Monday, 12 November 2018

The Gifted S02E04 Review: Sibling Fight

The Gifted, Season 2, Episode 4: outMatched


Episode four of The Gifted's second season is a bit better in that it's actually trying to make the Mutant Underground's one-track mind of getting Lorna and Andy back from the Inner Circle (I guess we're just ditching the Hellfire Club name?) into a pretty ambiguous affair and not making the conflict one-sided. On one hand, we see very little of Polaris, Andy and the rest of the Inner Circle crowd in this episode, with what little of them that we see showing that they're pretty committed into being these "mutants that strike back" deal. A good chunk of the episode ends up being focused on the Mutant Underground.

Again, it's just such a shame that so much of the screentime is taken up by the Strucker family drama, whereas Blink, Thunderbird and even Eclipse are glorified plot devices at this point. We do have some genuinely good writing in this episode, though I genuinely don't understand what made Caitlin pull off a 180 from going all emo with her "why don't you understand that Andy and I together bring destruction" rhetoric to suddenly as determined as Caitlin to bring Andy back. I guess it has something to do, maybe, with Reed and Caitlin setting a good example or something last episode, but it's so vaguely defined that I'm genuinely not sure.
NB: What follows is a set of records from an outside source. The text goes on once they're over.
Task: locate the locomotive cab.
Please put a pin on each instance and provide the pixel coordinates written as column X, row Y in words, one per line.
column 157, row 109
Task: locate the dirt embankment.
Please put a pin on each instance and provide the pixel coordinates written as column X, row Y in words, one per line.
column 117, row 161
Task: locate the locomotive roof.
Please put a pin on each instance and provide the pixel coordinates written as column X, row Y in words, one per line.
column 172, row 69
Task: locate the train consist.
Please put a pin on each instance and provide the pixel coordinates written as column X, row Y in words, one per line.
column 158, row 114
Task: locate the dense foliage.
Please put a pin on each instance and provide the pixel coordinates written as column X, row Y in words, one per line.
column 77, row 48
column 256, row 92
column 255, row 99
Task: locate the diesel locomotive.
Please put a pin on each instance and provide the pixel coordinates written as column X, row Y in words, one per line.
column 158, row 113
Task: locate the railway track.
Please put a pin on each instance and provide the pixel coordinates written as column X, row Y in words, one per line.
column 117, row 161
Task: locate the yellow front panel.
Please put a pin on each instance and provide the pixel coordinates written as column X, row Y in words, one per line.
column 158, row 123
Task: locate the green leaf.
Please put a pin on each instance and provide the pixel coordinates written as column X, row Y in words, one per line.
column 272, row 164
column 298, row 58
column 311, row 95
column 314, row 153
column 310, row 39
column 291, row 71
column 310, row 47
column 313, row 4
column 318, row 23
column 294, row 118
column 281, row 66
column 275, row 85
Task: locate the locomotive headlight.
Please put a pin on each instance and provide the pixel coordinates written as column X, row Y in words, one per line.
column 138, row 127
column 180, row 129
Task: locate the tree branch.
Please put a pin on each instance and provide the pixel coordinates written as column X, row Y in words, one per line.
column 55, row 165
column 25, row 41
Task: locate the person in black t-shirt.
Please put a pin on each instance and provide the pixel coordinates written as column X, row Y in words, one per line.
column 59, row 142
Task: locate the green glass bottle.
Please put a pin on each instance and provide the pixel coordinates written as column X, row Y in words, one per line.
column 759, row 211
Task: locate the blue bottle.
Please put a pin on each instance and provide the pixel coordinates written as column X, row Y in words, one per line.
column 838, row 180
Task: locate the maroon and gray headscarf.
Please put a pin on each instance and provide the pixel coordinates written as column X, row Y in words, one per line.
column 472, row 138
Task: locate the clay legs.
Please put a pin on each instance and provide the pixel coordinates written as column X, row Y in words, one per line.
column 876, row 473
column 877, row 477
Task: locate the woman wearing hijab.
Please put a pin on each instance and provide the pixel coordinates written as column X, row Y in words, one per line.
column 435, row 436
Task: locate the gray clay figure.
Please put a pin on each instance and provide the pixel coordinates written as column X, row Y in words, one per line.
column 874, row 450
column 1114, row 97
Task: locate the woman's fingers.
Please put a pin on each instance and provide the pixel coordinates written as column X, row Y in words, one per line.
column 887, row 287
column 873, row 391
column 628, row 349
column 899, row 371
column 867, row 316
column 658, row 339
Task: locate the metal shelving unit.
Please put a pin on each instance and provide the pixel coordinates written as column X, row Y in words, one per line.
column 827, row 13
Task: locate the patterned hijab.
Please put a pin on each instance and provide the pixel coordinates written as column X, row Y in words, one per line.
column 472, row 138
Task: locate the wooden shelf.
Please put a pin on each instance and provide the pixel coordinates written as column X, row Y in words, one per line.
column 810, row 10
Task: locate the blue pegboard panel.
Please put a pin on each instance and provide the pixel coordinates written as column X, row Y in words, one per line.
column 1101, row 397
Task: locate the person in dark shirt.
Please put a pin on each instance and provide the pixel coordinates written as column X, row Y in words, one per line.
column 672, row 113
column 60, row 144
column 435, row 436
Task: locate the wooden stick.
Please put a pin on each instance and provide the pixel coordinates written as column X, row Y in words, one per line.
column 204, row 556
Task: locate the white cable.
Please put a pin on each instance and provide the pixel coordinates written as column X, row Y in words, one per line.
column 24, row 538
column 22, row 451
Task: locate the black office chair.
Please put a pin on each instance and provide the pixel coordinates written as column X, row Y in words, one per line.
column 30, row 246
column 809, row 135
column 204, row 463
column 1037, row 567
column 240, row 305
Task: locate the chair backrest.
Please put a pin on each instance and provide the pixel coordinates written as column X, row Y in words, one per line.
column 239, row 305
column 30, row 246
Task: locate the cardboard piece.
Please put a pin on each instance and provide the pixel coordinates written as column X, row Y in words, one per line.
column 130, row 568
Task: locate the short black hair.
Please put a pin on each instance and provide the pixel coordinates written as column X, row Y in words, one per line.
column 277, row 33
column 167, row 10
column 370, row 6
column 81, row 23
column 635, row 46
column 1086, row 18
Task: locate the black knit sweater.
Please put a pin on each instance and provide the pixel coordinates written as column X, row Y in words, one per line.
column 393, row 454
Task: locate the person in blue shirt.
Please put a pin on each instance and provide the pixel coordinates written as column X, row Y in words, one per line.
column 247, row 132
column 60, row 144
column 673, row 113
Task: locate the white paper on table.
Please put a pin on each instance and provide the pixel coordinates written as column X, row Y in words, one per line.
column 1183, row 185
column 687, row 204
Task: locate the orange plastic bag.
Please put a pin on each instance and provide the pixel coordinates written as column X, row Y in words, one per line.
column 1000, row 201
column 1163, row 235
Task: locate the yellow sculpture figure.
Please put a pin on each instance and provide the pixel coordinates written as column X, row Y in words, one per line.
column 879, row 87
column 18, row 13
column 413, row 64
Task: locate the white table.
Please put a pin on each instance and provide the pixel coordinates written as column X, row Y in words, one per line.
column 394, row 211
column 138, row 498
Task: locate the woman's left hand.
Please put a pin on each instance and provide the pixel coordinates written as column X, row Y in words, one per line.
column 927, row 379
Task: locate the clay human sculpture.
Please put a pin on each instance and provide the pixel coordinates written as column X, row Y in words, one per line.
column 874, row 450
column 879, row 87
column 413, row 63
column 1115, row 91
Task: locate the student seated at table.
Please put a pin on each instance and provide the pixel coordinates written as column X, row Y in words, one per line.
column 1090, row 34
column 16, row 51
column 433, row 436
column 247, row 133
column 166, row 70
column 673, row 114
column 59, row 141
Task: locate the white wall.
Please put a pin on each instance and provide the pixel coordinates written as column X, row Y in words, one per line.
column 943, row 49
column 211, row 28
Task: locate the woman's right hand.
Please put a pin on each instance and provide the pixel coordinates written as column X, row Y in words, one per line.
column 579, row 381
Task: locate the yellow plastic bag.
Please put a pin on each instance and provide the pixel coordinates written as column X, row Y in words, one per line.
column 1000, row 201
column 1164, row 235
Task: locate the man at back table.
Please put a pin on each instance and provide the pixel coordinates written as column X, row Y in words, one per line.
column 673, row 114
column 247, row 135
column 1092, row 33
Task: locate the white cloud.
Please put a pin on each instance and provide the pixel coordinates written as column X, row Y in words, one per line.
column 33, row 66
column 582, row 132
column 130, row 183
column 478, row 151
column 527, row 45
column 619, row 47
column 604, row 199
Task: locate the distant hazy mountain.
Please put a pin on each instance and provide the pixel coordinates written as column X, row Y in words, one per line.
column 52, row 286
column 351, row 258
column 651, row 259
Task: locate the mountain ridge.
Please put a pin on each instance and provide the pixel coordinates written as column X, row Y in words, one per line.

Still, the Mutant Underground Struckers needed to be on the same page for this episode's plot to happen, and that basically involves Caitlin's increasing zealousness. We discover that the Inner Circle has gotten to Wire, the snarky but ultimately helpful hacker mutant from episode two, and straight-up killed him offscreen. And the Mutant Underground -- mostly Caitlin -- basically force his brother Graph into helping them without even really acknowledging that Graph has lost a brother to this senseless conflict... and keep in mind that Caitlin and Thunderbird basically blackmail Wire into helping them out in the first place, while Caitlin's only concern about Graph is honestly when she needed him to get angry and hack into the hospital.

This gets exemplified in the episode's most powerful scene, which is when Caitlin, a nurse, basically forces Graph to go into painful drug withdrawal just to get him to hack into what the Inner Circle is doing. I understand that Caitlin really, really wants to see his son and is so myopic that she can't accept that Andy has joined the Inner Circle on his own volition, but this is honestly pretty cruel, especially when Caitlin very nearly causes Graph to die when she shot the poor man up with even more drugs to enhance his power. Reed calls Caitlin out on this immediately, and when the entire episode ends up in a fiasco with Lauren getting knocked the fuck out by Andy... yeah, Caitlin better feel guilty.

Just like the whole "Marcos has daddy issues" last episode, though, I think The Gifted is just being a wee bit too silly by randomly shoehorning a flashback to Caitlin apparently being told by a doctor that she can't possibly give birth to Andy, explaining her overprotectiveness. Did... did we really need that? I'm sure most good parents out there would move heaven and earth and let the rest of the world burn to protect their children. I think Caitlin is doing very stupid shit in this episode, but I really never thought that she didn't have a good reason.

In other news, the Inner Circle finally do something quasi-evil, unleashing the population of the mutant hospital (and ignoring the crazy ones that stab each other) while showing up at the news and forcing the hospital's director to apologize to the public. Oh, and they broke out a very specific person out of jail, although we don't see who exactly. Neat stuff. Honestly, while the Inner Circle is certainly evil, killing witnesses and everything, it's not hard to not at least root for them in some fashion or way especially considering how roundabout the Underground has been. Good stuff. The Jace storyline in this episode is... m'eh? He basically burned his bridges with his wife, and gets contacted by a member of the Purifiers. I guess that's where the storyline is going? I'm not sure if we need even more factions, honestly, because we still haven't really used the X-Men dragon lady or the Morlocks yet.

Overall, while Caitlin is still kind of a horrible human being, at least this show acknowledges that and makes it clear that it's by design. Curious to see what happens next for sure.